Евпатий снова густо покраснел.
— Мне, конечно, вам, как даме, неудобно несколько…
— Да ладно вам! Я женщина взрослая, и нервы у меня хоть куда!
— Хорошо! — решился продолжать Евпатий. — В общем, так! Все очень просто. На поле, уже вспаханное, но покуда еще не засеянное, выходит ватага голых мужиков и вступает в интимный контакт с матерью сырой землей.
— Как вступает в контакт?! — опешила я.
— Самым натуральным образом, извините, конечно! Как, извините, муж с женой!
Суть утренней сцены мне начала проясняться.
— Ложишься в пашню — и вперед! Главное, чтобы баб поблизости никаких не проходило, а то очень ревнивая она, земля-матушка!
— Какой ужас! — вырвалось у меня невольно.
Он чуть ли не рассердился:
— Это только предрассудки в вас говорят и снобизм ваш, не в обиду вам будет сказано! А что для истинно русского человека слаще, чем соитие с родной землей, скажите на милость?! Это вам не в церкви перед иконой поклоны бить!
— Это уж точно!
— Вот видите! Вы уже стали меня понимать! Так вот, нас, единомышленников, тогда собралось всего пять человек. Двое с исторического факультета, химик, математик и еще биолог один, здоровенный такой детина, мордвин. Понятное дело, я был лидером, и мой авторитет оставался непререкаемым. Если бы не милиция наша родная, что всех нас, как известно, бережет, мы провели бы наш обряд уже в восьмидесятом году. И тогда по нашему примеру все мужики в стране вместо того, чтобы на политинформациях штаны просиживать, может, этим делом занялись. Может, и с продовольствием бы все решилось, через одиннадцать лет и Советскому Союзу распадаться не пришлось…

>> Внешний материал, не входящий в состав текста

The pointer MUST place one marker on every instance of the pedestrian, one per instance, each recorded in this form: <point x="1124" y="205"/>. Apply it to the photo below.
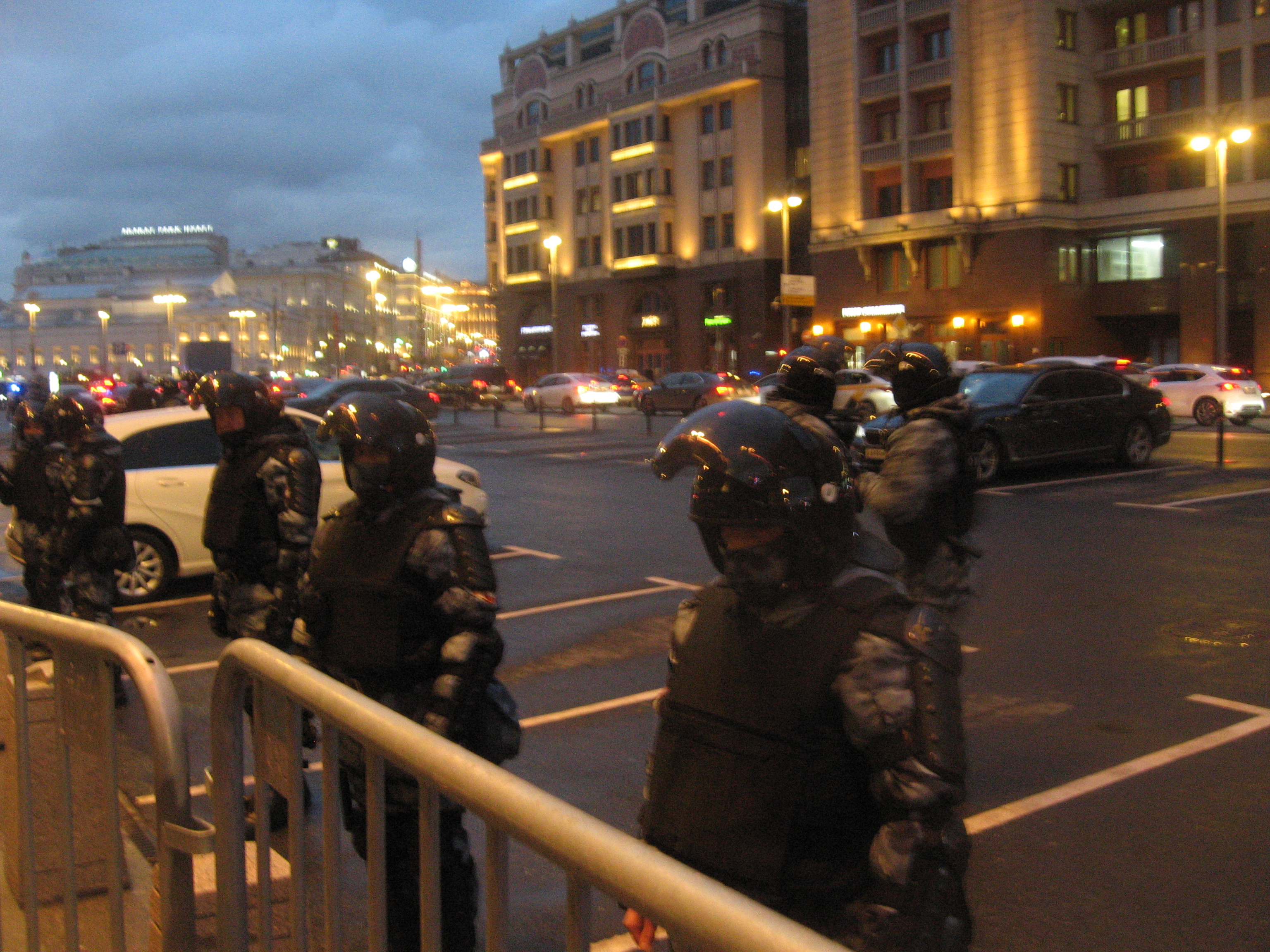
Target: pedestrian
<point x="925" y="489"/>
<point x="262" y="513"/>
<point x="24" y="484"/>
<point x="809" y="751"/>
<point x="91" y="543"/>
<point x="399" y="605"/>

— А при чем здесь милиция?
Глаза Евпатия затуманились. Я заметила, что в них стояли самые настоящие слезы.
— Я был задержан нарядом милиции в Филевском парке в тридцатиградусный мороз в январе тысяча девятьсот восьмидесятого года. В этот день я принял решение провести на самом себе очень важный эксперимент. Оставалось всего два месяца до посевной, и меня, понятное дело, мучило беспокойство — смогу ли я в ответственный момент не оплошать и достойно совокупиться с едва оттаявшей после зимних холодов пашней. Разумеется, мне не хотелось в этой ситуации стать посмешищем для небольшой, но сплоченной группки своих сторонников, признавших во мне лидера. Эксперимент этот я решил провести тайно, чтобы по завершении ознакомить сотоварищей с результатом и дать рекомендации, которые мне еще только предстояло для них сформулировать. Я тогда был еще молодым максималистом и решил попытаться возбудиться, извиняюсь, в сексуальном плане, сидя по горло в проруби!